Apparatus for electropolishing surfaces

An apparatus for electropolishing surfaces includes an inner housing having an open side with a rim facing toward a surface to be electropolished and being otherwise closed. A guide apparatus moves the inner housing along the surface to be electropolished. An inner seal is disposed between the rim of the inner housing and the surface to be electropolished. An electrode is retained in the inner housing. An outer housing has an interior in which the inner housing and the electrode are disposed. The outer housing has an open side with a rim facing toward the surface to be electropolished and is otherwise closed. An outer seal is disposed on the rim of the outer housing. Connections are associated with the outer housing for supplying and removing a rinsing fluid to and from the inner housing. Ducts are associated with the outer housing for supplying and removing electrolyte fluid to and from the inner housing. Auxiliary devices are connected to the connections and the ducts for supplying rinsing fluid and electrolyte fluid.

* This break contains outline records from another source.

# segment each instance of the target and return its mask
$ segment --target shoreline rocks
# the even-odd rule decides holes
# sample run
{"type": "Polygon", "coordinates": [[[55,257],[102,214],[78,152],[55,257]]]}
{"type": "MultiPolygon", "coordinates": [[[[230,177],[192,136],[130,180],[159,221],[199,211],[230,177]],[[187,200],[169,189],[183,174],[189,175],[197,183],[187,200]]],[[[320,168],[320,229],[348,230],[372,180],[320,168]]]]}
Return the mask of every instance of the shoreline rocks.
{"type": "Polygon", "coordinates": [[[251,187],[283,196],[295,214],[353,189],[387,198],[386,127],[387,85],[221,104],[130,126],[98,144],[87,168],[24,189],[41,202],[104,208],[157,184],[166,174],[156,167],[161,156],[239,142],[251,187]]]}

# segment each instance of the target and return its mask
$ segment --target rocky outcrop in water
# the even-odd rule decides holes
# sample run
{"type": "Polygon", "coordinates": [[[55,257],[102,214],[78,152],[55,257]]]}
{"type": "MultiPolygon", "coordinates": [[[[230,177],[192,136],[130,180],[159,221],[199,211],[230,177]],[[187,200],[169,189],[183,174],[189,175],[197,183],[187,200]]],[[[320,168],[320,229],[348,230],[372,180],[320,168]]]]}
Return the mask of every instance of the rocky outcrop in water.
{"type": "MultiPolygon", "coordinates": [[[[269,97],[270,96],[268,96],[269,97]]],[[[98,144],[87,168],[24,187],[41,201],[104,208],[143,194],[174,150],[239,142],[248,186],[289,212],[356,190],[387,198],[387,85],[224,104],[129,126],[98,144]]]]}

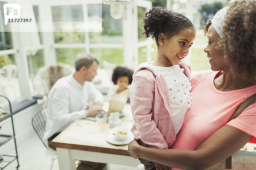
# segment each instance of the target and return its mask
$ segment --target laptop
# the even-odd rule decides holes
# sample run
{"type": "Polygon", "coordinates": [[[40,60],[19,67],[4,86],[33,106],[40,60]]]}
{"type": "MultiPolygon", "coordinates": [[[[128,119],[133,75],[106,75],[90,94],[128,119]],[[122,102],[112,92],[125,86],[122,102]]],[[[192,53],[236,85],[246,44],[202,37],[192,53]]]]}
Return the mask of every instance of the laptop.
{"type": "MultiPolygon", "coordinates": [[[[109,101],[109,105],[108,106],[103,106],[103,110],[105,111],[102,112],[102,113],[107,114],[107,117],[108,118],[111,113],[118,112],[121,113],[124,109],[125,105],[127,102],[128,96],[129,96],[129,89],[127,88],[123,91],[113,96],[109,101]],[[106,110],[108,111],[107,111],[106,110]]],[[[85,119],[95,121],[96,121],[95,116],[87,117],[85,119]]]]}

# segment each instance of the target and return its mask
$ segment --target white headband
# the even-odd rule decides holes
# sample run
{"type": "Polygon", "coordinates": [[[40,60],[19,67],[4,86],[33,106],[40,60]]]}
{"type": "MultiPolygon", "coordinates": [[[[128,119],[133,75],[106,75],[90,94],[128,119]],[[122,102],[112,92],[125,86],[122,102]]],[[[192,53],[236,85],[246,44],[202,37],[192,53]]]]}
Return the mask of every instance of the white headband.
{"type": "MultiPolygon", "coordinates": [[[[233,2],[239,0],[231,0],[229,3],[232,3],[233,2]]],[[[246,0],[247,1],[250,1],[251,0],[246,0]]],[[[228,6],[223,8],[218,11],[212,20],[212,24],[215,31],[218,33],[220,37],[221,37],[221,30],[222,29],[223,24],[226,18],[227,12],[228,9],[228,6]]]]}
{"type": "Polygon", "coordinates": [[[223,8],[216,13],[212,20],[212,24],[220,37],[221,37],[222,25],[225,20],[228,9],[228,6],[223,8]]]}

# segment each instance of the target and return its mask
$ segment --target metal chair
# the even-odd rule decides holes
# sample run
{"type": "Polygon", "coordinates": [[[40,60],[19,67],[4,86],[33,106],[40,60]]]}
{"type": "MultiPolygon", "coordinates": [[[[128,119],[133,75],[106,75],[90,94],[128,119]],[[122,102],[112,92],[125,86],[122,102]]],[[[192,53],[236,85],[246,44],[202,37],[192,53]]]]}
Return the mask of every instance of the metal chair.
{"type": "MultiPolygon", "coordinates": [[[[47,113],[47,106],[44,106],[39,110],[34,115],[32,118],[32,125],[37,135],[39,137],[39,139],[44,145],[47,149],[50,149],[49,147],[48,141],[47,140],[44,139],[44,134],[45,130],[45,124],[46,122],[47,113]]],[[[50,170],[52,168],[53,165],[53,162],[58,159],[58,157],[56,154],[53,156],[52,159],[52,163],[50,170]]]]}

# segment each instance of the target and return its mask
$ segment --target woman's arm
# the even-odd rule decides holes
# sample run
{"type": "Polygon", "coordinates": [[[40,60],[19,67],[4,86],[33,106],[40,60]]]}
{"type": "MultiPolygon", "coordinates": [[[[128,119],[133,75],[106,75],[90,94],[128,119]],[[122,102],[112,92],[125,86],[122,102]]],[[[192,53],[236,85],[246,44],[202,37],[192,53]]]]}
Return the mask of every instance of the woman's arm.
{"type": "Polygon", "coordinates": [[[129,144],[130,155],[168,167],[189,170],[204,169],[236,152],[252,138],[251,135],[225,125],[211,135],[195,150],[161,150],[144,147],[135,140],[129,144]]]}

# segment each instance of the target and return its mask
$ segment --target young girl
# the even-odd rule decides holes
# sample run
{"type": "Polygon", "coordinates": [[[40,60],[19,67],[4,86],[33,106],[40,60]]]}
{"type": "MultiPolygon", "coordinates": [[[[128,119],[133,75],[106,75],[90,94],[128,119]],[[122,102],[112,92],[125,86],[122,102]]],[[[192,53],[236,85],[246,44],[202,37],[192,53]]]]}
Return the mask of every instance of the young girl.
{"type": "MultiPolygon", "coordinates": [[[[117,66],[115,68],[112,75],[112,81],[116,85],[108,92],[107,101],[109,101],[115,95],[128,88],[128,85],[131,83],[133,74],[133,71],[126,67],[117,66]]],[[[130,102],[129,99],[127,102],[130,102]]]]}
{"type": "MultiPolygon", "coordinates": [[[[186,17],[159,6],[146,13],[143,23],[143,34],[155,39],[157,53],[154,61],[139,65],[133,75],[131,131],[143,146],[168,149],[192,102],[190,65],[182,60],[193,43],[195,28],[186,17]]],[[[154,163],[140,161],[146,169],[155,169],[154,163]]]]}

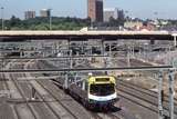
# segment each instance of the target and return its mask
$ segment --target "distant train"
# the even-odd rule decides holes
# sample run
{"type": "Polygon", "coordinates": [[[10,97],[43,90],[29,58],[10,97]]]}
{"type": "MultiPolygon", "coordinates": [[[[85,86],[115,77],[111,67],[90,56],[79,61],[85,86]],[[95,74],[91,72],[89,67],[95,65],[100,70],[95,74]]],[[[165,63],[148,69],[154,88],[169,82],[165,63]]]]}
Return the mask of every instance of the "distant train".
{"type": "Polygon", "coordinates": [[[71,83],[66,90],[88,109],[108,109],[118,100],[115,87],[112,76],[90,76],[85,81],[71,83]]]}

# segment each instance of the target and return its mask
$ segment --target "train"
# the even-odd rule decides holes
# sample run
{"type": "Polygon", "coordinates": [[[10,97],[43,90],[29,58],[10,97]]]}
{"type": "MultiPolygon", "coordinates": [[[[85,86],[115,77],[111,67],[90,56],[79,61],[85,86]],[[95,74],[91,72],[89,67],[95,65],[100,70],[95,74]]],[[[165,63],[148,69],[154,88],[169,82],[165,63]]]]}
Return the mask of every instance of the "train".
{"type": "Polygon", "coordinates": [[[87,109],[107,110],[118,100],[113,76],[88,76],[85,80],[75,83],[70,80],[66,92],[87,109]]]}

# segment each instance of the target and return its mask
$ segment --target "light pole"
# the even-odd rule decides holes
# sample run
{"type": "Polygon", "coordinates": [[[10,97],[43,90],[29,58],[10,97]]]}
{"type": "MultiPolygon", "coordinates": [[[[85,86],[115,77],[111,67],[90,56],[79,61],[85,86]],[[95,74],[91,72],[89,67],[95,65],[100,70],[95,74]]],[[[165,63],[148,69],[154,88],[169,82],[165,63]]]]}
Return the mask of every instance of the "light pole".
{"type": "Polygon", "coordinates": [[[1,29],[3,30],[3,7],[1,7],[1,29]]]}
{"type": "Polygon", "coordinates": [[[49,17],[49,26],[50,26],[50,30],[52,30],[52,9],[49,9],[49,11],[50,11],[50,17],[49,17]]]}

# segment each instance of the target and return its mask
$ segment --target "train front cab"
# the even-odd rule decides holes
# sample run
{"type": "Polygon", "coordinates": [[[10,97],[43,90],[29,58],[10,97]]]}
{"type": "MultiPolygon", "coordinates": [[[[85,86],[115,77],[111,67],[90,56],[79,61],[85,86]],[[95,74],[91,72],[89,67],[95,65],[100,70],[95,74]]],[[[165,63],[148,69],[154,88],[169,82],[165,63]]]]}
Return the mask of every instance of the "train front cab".
{"type": "Polygon", "coordinates": [[[87,90],[90,108],[112,107],[118,100],[115,87],[116,81],[114,77],[90,77],[87,90]]]}

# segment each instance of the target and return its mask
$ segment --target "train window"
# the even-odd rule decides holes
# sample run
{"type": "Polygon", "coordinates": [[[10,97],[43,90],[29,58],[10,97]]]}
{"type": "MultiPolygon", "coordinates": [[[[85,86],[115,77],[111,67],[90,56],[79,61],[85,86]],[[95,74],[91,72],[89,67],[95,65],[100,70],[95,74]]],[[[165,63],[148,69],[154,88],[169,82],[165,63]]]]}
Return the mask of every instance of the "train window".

The invention relates to an apparatus for electropolishing surfaces, 
including a housing being movable along a surface to be electropolished by 
means of a guide apparatus and being closed on all sides except for a side 
oriented toward the surface to be electropolished, a seal disposed between 
a rim of the housing and the surface to be electropolished, an electrode 
retained in the housing, and auxiliary devices attached to the housing for 
supplying current and supplying electrolyte fluid. 
It is known from German Published, Non-Prosecuted Application DE 33 45 278 
Al, corresponding to U.S. Pat. No. 4,634,511, to decontaminate metal 
surfaces of nuclear engineering facilities by means of electropolishing. 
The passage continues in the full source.